The scheme resulted in solicitations exceeding $68 million from at least 450 investors nationwide.

Today, Secretary Michael Watson and Attorney General Lynn Fitch announced that Mississippi is participating in a consolidated enforcement action with the United States Commodity Futures Trading Commission (CFTC) and 27 state securities regulatory agencies that are members of the North American Securities Administrators Association (NASAA).

The CFTC and the 27 states announced the filing of a joint civil enforcement action in the U.S. District Court for the Central District of California against a precious metals dealer and its owner for orchestrating a $68 million fraudulent scheme targeting elderly persons nationwide.

The group alleged that between October 2017 and through at least July 2021, Safeguard Metals LLC (Safeguard Metals) and its principal, Jeffrey Santulan also known as Jeffrey Hill, solicited investors nationwide by touting precious metals at grossly inflated prices that were not disclosed.

Safeguard Metals is a Southern California-based company that sells investors self-directed retirement accounts that hold gold and silver. The company’s website states that by investing in precious metals, it is a way to hedge against uncontrolled government spending and dizzying money printing by the Federal Reserve.

“Mississippians should be able to invest their hard-earned money without the worry of fraudsters capitalizing on their uncertainty,” said Secretary Watson. “I am incredibly proud of our Securities team for being an integral part of this enforcement action and for taking action. We will continue to do our part to stop fraudulent schemes such as this one and to ensure the people we serve receive the honest financial advice and services to which they are entitled, especially when it comes to retirement money they have worked so hard to save.”

The CFTC and the state securities regulators seek the return of ill-gotten gains, civil monetary penalties, restitution, permanent registration and trading bans, and a permanent injunction against further violations of the Commodity Exchange Act (CEA), state regulatory laws, and CFTC regulations.

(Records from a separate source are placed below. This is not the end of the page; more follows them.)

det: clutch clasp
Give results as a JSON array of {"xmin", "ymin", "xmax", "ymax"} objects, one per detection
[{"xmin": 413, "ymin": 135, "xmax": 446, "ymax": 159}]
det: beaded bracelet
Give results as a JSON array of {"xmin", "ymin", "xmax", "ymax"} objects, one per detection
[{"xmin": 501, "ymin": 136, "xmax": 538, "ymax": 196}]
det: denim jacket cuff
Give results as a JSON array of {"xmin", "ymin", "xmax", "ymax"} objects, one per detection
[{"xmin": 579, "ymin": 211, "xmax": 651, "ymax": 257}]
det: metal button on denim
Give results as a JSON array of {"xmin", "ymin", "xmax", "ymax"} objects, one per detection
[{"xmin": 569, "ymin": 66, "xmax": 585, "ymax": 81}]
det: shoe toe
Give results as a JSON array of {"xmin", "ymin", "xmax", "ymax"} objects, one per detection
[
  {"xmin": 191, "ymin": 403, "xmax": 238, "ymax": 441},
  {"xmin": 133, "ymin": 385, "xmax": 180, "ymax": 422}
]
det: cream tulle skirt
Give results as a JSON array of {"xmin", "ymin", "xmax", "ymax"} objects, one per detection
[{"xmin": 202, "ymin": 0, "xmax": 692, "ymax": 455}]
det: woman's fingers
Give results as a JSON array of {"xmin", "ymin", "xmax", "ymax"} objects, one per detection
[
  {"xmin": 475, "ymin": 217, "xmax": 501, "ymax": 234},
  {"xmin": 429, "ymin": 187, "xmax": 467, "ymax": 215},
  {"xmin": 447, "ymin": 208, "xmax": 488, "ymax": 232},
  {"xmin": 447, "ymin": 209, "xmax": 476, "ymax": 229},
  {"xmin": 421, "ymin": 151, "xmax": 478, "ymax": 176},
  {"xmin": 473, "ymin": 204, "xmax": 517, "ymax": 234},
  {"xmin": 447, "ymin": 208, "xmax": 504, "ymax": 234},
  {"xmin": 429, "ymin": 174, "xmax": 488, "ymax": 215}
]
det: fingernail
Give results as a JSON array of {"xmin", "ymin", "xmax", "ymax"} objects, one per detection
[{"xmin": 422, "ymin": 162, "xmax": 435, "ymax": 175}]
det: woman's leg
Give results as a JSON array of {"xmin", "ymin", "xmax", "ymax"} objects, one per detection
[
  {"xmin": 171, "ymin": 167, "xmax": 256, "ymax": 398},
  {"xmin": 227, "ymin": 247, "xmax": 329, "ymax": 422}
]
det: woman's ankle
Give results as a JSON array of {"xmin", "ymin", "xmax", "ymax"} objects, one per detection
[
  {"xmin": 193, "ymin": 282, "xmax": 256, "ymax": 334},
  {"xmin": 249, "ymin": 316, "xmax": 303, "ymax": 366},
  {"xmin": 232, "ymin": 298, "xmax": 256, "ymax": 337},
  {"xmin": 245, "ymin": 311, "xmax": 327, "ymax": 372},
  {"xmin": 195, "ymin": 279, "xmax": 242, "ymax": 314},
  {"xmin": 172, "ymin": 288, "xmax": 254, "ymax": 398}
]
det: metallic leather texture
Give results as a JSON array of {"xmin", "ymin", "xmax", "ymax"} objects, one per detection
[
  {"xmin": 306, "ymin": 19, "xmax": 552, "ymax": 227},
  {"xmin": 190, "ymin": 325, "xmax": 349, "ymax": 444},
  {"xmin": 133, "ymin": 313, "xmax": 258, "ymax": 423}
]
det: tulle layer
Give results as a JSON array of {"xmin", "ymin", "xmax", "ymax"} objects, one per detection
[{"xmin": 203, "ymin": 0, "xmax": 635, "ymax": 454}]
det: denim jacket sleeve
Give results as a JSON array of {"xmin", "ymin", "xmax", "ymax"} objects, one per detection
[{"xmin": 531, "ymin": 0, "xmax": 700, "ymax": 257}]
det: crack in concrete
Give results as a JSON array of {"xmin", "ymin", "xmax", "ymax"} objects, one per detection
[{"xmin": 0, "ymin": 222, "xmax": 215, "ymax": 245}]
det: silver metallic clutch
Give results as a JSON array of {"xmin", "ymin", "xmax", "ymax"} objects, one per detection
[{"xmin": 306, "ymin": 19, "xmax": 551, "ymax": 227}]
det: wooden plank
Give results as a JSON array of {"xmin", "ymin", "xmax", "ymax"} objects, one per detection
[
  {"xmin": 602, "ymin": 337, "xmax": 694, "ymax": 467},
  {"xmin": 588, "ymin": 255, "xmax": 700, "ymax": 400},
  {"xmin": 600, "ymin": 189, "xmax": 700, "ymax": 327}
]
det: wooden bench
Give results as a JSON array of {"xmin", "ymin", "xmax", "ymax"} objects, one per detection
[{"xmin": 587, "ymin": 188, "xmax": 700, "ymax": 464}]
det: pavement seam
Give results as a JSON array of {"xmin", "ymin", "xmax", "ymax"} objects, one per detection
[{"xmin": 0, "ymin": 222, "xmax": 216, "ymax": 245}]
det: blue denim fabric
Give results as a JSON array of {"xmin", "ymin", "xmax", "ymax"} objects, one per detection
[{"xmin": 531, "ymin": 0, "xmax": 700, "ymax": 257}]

“Defendants targeted seniors and those close to retirement age,” said AG Lynn Fitch. “They preyed on their fears and jeopardized their fixed incomes. Seniors have worked a lifetime with the hope of living comfortably in their retirement, and Mississippi will not stand for scamming them in order to turn a quick profit.”

The following NASAA state regulatory agencies are CFTC’s co-plaintiffs in today’s action: Alabama Securities Commission; Arizona Corporation Commission; Arkansas Securities Department; California Department of Financial Protection & Innovation; State of Connecticut Department of Banking; State of Florida, Office of Financial Regulation; State of Hawaii, Department of Commerce and Consumer Affairs; Idaho Department of Finance; Office of the Secretary of State, Illinois Securities Department; Indiana Securities Division; Kentucky Department of Financial Institutions; State of Maryland Ex Rel the Maryland Securities Commissioner; Attorney General Dana Nessel on Behalf of the People of the State of Michigan; Mississippi Secretary of State; Missouri Commissioner of Securities; Nebraska Department of Banking & Finance; New Mexico Securities Division; The People of the State of New York by Letitia James, Attorney General of the State of New York; North Carolina Department of the Secretary of State; Oklahoma Department of Securities; Oregon Department of Business and Consumer Services; South Carolina Attorney General; South Dakota Department of Labor & Regulation; Commissioner of the Tennessee Securities Department of Commerce and Insurance; Vermont Department of Financial Regulation; Washington State Department of Financial Institutions; and the State of Wisconsin.